Aan deze eisen wordt naar mijn mening wat betreft de (voortdurende) sluiting van de scholen, niet langer voldaan. De lockdown bedreigt immers (in steeds ernstiger mate) de gezondheid van bijna 1,5 miljoen studenten met psychische schade, ook met lange termijn gevolgen. Deze studentengemeenschap maakt bijna negen procent van de totale bevolking uit , waarmee de lockdown een bedreiging is geworden van de volksgezondheid. Daar komt bij dat, althans in de visie van het OMT, de lockdown mede nodig was om ‘’tijd te kopen’’ voor de boostercampagne. Inmiddels hebben alle ouderen en kwetsbaren (die dat willen) deze booster al lang gekregen. Er is daarnaast ook in de afgelopen weken heel veel bekend geworden over de Omikronvariant die beduidend minder ziekmakend (b)lijkt te zijn dan alle eerdere coronavarianten. Spanje, dat aan het begin van de coronapandemie één van de strengste lockdowns van Europa had, wil de Omikronvariant zelfs benaderen als een gewone griep. En waar de Nederlandse Staat in een eerdere rechtszaak over de lockdown (zie: ECLI:NL:RBDHA:2021:2295, rechtsoverweging 4.5 t/m 4.7) aannemelijk wist te maken dat een lockdown ook daadwerkelijk leidt tot een scherpe daling van het aantal contacten (en daarmee van het aantal besmettingen) is dat standpunt nu niet langer vol te houden, twijfelachtig op zijn best. In dit verband wordt tevens verwezen naar een rapport waarvan de Nederlandse Staat zich bediende ter gelegenheid van de hiervoor aangestipte rechtszaak. Het betreft hier een onderzoeksrapport in opdracht van het Europees Parlement naar de impact van COVID-19. Uit dit rapport volgde dat het sluiten van niet-essentiële sectoren één van de vier algemene maatregelen is die heeft gezorgd voor een scherpe daling van mobiliteit en het aantal contacten in Europa. Maar dat was een jaar geleden, want waar destijds heel Europa in lockdown zat zijn er thans overvolle treinen en lange files op de snelwegen, alsook massale drukte op de luchthavens, allemaal met Nederlanders die gaan shoppen in Keulen, naar de kapper gaan in Antwerpen, een biertje gaan drinken in een kroeg in Düsseldorf of uitbundig gaan skiën in de Alpenlanden. Nergens in Europa is de horeca gesloten, nergens in Europa zijn de winkels dicht en buiten Nederland vindt weer volgens het oude normaal het studentenleven plaats met inbegrip van fysiek onderwijs.

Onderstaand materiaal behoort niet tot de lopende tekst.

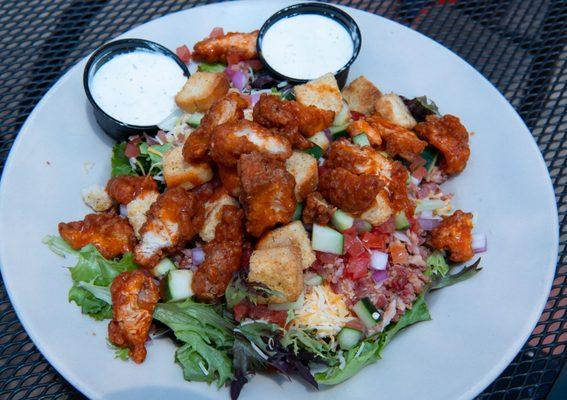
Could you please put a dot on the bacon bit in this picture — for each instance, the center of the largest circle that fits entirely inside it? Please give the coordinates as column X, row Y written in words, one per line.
column 216, row 32
column 183, row 53
column 399, row 253
column 131, row 150
column 356, row 115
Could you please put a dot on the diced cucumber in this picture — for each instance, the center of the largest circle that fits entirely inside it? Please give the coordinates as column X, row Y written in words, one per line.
column 178, row 285
column 361, row 140
column 163, row 268
column 314, row 280
column 341, row 220
column 194, row 119
column 401, row 221
column 368, row 314
column 349, row 337
column 327, row 240
column 297, row 212
column 430, row 156
column 321, row 140
column 315, row 151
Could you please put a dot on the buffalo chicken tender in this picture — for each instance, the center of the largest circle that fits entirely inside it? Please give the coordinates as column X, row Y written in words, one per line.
column 361, row 95
column 391, row 107
column 134, row 298
column 450, row 137
column 291, row 234
column 229, row 141
column 109, row 233
column 280, row 269
column 97, row 198
column 201, row 90
column 322, row 93
column 168, row 227
column 454, row 234
column 304, row 169
column 125, row 188
column 317, row 210
column 399, row 140
column 178, row 172
column 232, row 45
column 137, row 209
column 229, row 108
column 213, row 214
column 223, row 255
column 267, row 196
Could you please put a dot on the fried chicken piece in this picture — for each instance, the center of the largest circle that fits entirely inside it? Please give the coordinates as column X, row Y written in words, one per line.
column 169, row 226
column 134, row 298
column 454, row 234
column 316, row 210
column 267, row 194
column 291, row 119
column 124, row 189
column 222, row 256
column 111, row 234
column 227, row 109
column 230, row 180
column 399, row 140
column 230, row 45
column 348, row 191
column 362, row 126
column 450, row 137
column 230, row 140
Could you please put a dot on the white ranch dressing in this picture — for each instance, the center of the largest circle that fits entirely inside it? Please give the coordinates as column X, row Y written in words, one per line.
column 307, row 46
column 138, row 88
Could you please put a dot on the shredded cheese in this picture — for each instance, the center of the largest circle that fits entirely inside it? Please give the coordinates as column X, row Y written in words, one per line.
column 323, row 311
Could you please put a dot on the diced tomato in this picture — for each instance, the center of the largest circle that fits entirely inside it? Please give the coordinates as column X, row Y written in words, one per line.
column 357, row 267
column 356, row 115
column 375, row 240
column 240, row 310
column 326, row 258
column 398, row 253
column 183, row 53
column 355, row 324
column 131, row 150
column 216, row 32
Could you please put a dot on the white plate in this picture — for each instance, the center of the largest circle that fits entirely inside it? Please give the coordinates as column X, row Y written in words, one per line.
column 478, row 326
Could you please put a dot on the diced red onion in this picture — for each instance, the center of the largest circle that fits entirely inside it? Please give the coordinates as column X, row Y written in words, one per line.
column 480, row 243
column 379, row 276
column 254, row 97
column 378, row 260
column 197, row 255
column 428, row 224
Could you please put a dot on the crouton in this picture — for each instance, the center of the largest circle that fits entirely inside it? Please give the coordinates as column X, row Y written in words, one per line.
column 290, row 234
column 213, row 215
column 391, row 107
column 136, row 209
column 280, row 270
column 97, row 198
column 178, row 172
column 361, row 95
column 304, row 169
column 322, row 93
column 201, row 90
column 380, row 211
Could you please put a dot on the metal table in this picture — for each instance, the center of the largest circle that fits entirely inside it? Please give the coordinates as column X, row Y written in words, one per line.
column 519, row 45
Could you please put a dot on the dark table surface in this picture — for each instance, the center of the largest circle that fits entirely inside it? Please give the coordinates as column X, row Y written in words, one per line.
column 519, row 45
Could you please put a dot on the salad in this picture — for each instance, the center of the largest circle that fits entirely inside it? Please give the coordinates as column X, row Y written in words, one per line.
column 271, row 227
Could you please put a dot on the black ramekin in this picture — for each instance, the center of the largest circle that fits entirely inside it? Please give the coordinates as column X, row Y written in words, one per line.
column 114, row 128
column 314, row 8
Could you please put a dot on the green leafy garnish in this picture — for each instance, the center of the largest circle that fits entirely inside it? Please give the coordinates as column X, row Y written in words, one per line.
column 216, row 67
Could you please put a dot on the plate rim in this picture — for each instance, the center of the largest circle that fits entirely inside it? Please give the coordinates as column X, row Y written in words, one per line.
column 512, row 350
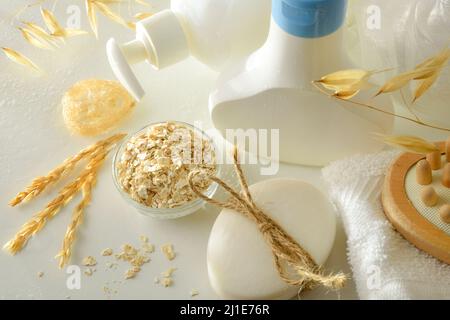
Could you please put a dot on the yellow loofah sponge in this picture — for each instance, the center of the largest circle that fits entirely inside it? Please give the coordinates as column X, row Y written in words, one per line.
column 91, row 107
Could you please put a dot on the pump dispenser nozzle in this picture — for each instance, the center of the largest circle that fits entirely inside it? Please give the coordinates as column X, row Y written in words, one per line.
column 160, row 40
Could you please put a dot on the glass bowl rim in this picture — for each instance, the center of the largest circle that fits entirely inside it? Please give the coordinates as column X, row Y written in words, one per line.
column 189, row 206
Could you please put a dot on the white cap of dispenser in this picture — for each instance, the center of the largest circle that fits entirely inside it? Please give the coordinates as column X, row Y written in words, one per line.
column 160, row 40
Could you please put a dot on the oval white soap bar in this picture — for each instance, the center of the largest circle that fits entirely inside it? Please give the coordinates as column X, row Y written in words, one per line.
column 240, row 263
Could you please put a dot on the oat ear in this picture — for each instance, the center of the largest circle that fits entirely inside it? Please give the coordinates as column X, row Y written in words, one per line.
column 409, row 143
column 20, row 58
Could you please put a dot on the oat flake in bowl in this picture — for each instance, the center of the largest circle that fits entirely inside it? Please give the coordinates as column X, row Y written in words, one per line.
column 151, row 168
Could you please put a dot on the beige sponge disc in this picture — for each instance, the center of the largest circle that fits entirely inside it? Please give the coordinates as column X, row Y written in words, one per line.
column 91, row 107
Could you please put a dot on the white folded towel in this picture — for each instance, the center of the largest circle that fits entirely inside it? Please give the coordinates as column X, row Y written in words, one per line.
column 384, row 264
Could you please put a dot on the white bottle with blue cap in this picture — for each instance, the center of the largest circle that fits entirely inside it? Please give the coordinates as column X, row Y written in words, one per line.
column 271, row 88
column 216, row 32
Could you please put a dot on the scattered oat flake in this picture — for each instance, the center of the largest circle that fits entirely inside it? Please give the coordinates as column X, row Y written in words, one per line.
column 148, row 247
column 89, row 261
column 132, row 272
column 194, row 293
column 107, row 252
column 167, row 282
column 89, row 272
column 168, row 273
column 167, row 249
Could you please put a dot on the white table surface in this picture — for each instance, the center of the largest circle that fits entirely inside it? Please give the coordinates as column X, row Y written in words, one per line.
column 33, row 140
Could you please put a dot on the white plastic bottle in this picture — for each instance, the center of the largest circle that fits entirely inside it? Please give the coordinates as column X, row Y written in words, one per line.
column 214, row 31
column 271, row 88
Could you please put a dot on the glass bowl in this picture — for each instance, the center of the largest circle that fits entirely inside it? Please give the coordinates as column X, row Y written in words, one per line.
column 164, row 213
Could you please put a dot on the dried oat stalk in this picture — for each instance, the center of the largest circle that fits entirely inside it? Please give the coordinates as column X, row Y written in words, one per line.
column 20, row 58
column 56, row 30
column 41, row 183
column 346, row 84
column 410, row 143
column 85, row 181
column 77, row 219
column 40, row 219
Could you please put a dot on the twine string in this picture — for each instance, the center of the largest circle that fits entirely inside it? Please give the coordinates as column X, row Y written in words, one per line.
column 303, row 271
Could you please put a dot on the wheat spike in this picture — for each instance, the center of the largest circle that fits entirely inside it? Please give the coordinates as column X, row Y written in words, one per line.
column 77, row 219
column 19, row 58
column 41, row 183
column 410, row 143
column 39, row 220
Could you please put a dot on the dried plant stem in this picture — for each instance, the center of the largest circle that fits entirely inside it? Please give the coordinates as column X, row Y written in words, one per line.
column 361, row 104
column 408, row 106
column 65, row 195
column 77, row 220
column 41, row 183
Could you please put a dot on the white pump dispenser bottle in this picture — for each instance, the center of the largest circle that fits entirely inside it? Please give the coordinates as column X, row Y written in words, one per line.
column 216, row 32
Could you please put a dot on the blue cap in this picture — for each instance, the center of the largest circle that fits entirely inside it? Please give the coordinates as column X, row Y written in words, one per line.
column 309, row 18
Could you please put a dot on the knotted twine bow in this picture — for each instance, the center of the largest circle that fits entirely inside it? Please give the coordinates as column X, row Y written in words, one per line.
column 303, row 272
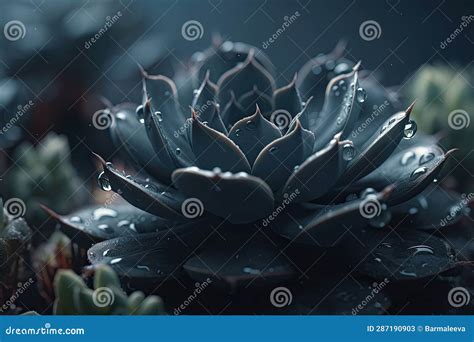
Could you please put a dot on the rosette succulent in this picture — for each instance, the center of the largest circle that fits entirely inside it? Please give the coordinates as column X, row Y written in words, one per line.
column 256, row 186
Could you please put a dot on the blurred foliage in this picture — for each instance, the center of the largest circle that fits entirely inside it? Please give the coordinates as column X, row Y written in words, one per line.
column 441, row 90
column 44, row 175
column 73, row 297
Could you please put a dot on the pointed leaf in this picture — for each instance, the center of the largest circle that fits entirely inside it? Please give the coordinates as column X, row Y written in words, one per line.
column 341, row 108
column 243, row 78
column 406, row 255
column 252, row 134
column 240, row 261
column 213, row 149
column 277, row 161
column 327, row 225
column 238, row 198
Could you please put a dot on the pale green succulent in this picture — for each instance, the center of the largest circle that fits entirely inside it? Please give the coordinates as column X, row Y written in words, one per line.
column 44, row 174
column 445, row 103
column 73, row 297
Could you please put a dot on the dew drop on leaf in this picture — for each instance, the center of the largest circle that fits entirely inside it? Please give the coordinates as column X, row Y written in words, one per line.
column 348, row 152
column 407, row 157
column 419, row 171
column 425, row 158
column 409, row 130
column 104, row 182
column 361, row 95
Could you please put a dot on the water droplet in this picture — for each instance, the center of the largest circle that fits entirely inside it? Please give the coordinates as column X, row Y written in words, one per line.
column 75, row 219
column 341, row 68
column 273, row 149
column 100, row 213
column 367, row 192
column 316, row 69
column 330, row 64
column 116, row 260
column 408, row 274
column 342, row 84
column 426, row 158
column 123, row 223
column 409, row 130
column 407, row 157
column 251, row 270
column 381, row 220
column 361, row 95
column 121, row 116
column 227, row 46
column 104, row 182
column 140, row 113
column 143, row 267
column 419, row 171
column 250, row 125
column 159, row 116
column 420, row 249
column 348, row 152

Ja, de civiele rechter moet zich terughoudend opstellen bij de beoordeling van de rechtmatigheid van handelen van de Staat, maar als in redelijkheid niet langer voor het gevoerde beleid kan worden gekozen omdat de beperkingen onevenredig nadelige gevolgen meebrengen en het bovendien uiterst twijfelachtig is of deze maatregelen nog het door het Kabinet gewenste effect sorteren (substantiële afname contacten en besmettingen), dan is wel plaats voor rechterlijk ingrijpen indien de overheid studenten en onderwijsinstellingen op slot houdt.